Manage Dooray tasks - list, get details, create, update, delete, change status, assign members
AI agents call dooray_tasks to permanently remove resources in Dooray MCP Server — typically in cleanup and lifecycle workflows. It does its job in a single call, and there is no undo.
While this tool spans multiple categories (Read for list/get, Write for create/update, Execute for status/assign changes), the explicit inclusion of 'delete' makes it Destructive—the most severe category. Deleting tasks cannot be undone and represents irreversible data loss.
From the tool's definition Tool description explicitly includes 'delete' as a capability: 'Manage Dooray tasks - list, get details, create, update, delete, change status, assign members'. The 'delete' function irreversibly removes task data.
Attacks that exploit this kind of access
Manage Dooray tasks - list, get details, create, update, delete, change status, assign members. It is categorised as a Destructive tool in the Dooray MCP Server MCP Server, which means it can permanently delete or destroy data. Block by default and require explicit approval.
Register the Dooray MCP Server MCP server in PolicyLayer and add a rule for dooray_tasks: allow, deny, rate-limit, or require approval. Point your MCP client at the PolicyLayer proxy URL and the rule is enforced on every call, before it reaches Dooray MCP Server. Nothing to install.

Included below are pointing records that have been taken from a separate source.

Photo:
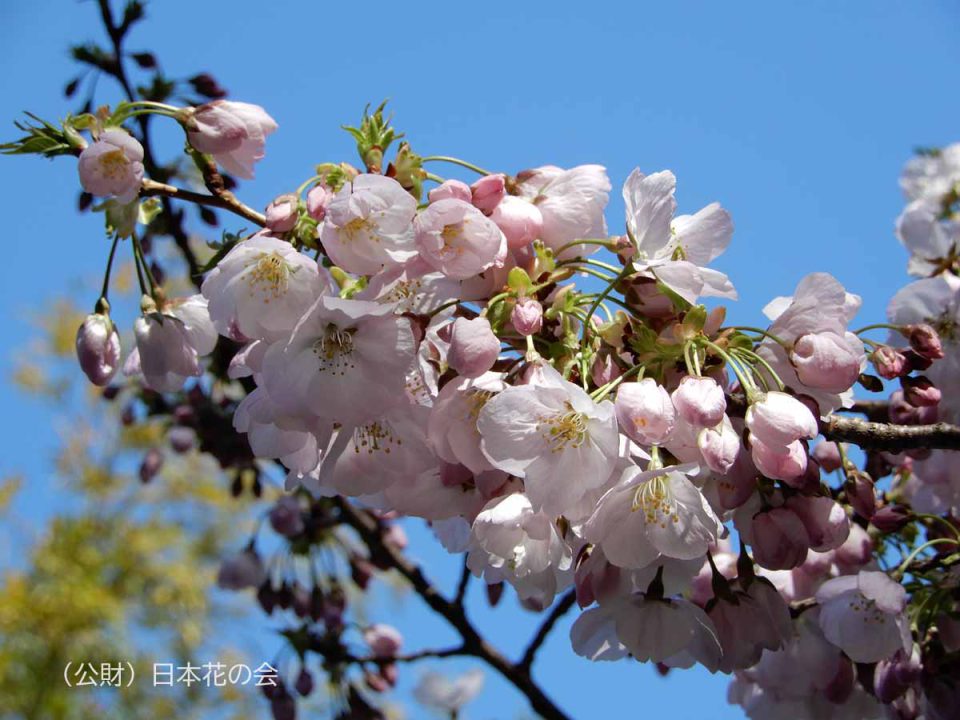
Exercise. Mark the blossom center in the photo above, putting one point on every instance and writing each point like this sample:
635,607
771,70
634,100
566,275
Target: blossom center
563,430
335,350
656,501
359,226
113,164
269,276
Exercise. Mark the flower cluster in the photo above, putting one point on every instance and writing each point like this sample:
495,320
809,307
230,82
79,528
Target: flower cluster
573,423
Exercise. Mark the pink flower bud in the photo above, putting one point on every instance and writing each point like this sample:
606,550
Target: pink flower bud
98,349
384,641
903,413
473,347
520,221
281,214
112,166
450,189
719,446
778,419
645,412
919,391
827,361
700,401
925,341
861,493
318,200
890,518
780,541
889,362
487,192
527,317
788,464
828,455
824,519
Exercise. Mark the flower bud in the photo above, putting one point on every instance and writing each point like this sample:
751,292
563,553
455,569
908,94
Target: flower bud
828,455
919,391
520,221
150,465
384,641
788,464
824,520
286,518
889,362
924,340
242,570
318,200
777,419
281,214
827,361
527,316
487,192
860,493
719,446
903,413
645,412
450,189
890,519
699,401
780,541
98,348
473,347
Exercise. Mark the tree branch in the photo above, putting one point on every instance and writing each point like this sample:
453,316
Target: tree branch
369,530
225,200
558,611
890,437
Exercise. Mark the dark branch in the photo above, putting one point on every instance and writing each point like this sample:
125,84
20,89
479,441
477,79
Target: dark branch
370,531
886,436
558,611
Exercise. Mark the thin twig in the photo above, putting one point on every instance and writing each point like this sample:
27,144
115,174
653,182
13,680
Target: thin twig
558,611
224,201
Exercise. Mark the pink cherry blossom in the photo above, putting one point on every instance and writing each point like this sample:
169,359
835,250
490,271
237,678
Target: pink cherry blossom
233,132
98,348
473,347
863,615
527,316
520,221
645,412
699,401
170,342
261,288
459,240
369,225
112,166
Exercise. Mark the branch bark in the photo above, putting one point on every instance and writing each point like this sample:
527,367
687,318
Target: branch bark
369,530
224,201
890,437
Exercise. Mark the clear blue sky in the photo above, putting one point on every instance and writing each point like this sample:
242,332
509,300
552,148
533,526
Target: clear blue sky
795,116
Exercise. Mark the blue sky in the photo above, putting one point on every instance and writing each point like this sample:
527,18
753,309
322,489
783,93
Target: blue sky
795,116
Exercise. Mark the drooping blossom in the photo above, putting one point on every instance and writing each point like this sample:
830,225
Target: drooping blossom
369,225
653,513
863,615
170,342
233,132
261,288
554,436
98,348
459,240
112,166
346,361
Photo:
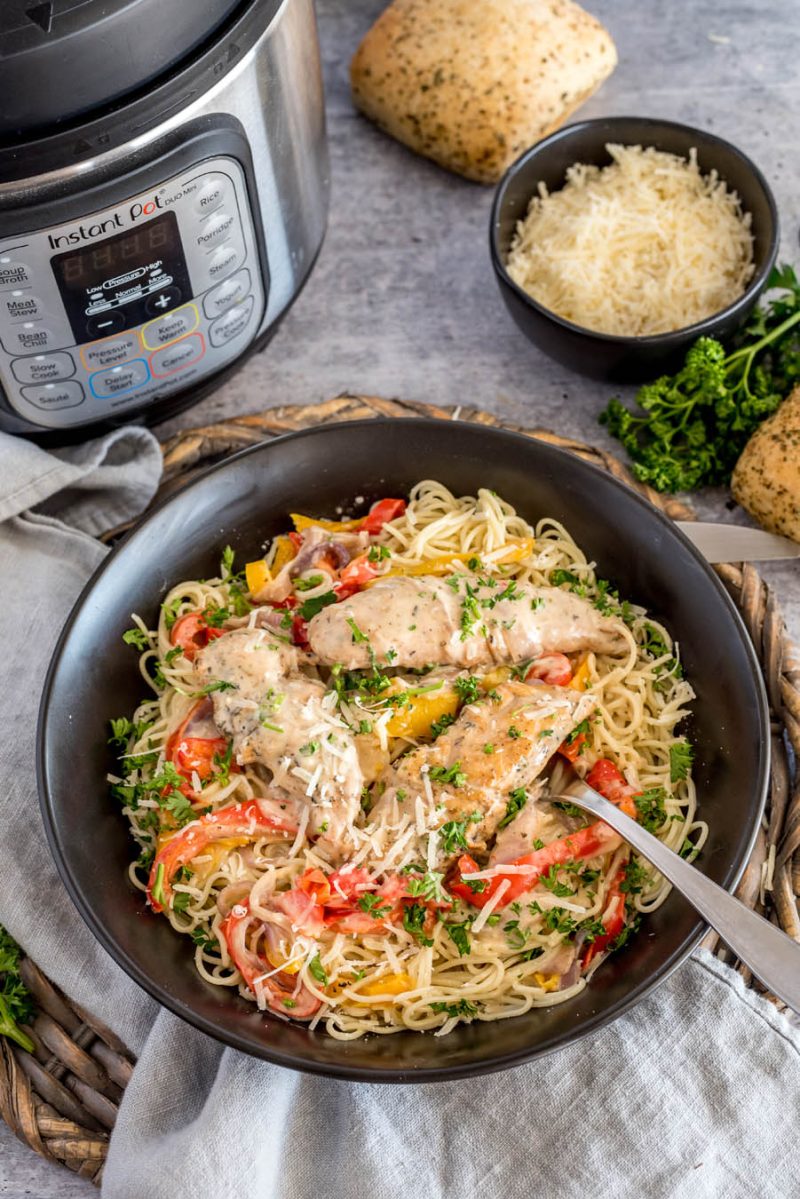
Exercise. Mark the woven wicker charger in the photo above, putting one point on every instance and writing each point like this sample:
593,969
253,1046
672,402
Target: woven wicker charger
62,1100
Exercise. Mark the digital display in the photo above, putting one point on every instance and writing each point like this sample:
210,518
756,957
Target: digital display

dooray_tasks is a Destructive tool with critical risk. Critical-risk tools should be blocked by default and only enabled with explicit human approval.
Yes. Add a rate_limit block to the dooray_tasks rule in your PolicyLayer policy. For example, setting max: 10 and window: 60 limits the tool to 10 calls per minute. Rate limits are tracked per agent session and reset automatically.
Set action: deny in the PolicyLayer policy for dooray_tasks. The AI agent will receive a policy violation error and cannot call the tool. You can also include a reason field to explain why the tool is blocked.
dooray_tasks is provided by the Dooray MCP Server MCP server (tallpizza/dooray-mcp). PolicyLayer sits as a proxy in front of this server to enforce policies before tool calls reach the server.
Every MCP server has a record like this.
Type a name, get the same breakdown: verified identity, auth posture, risk grade, capabilities, recommended policy.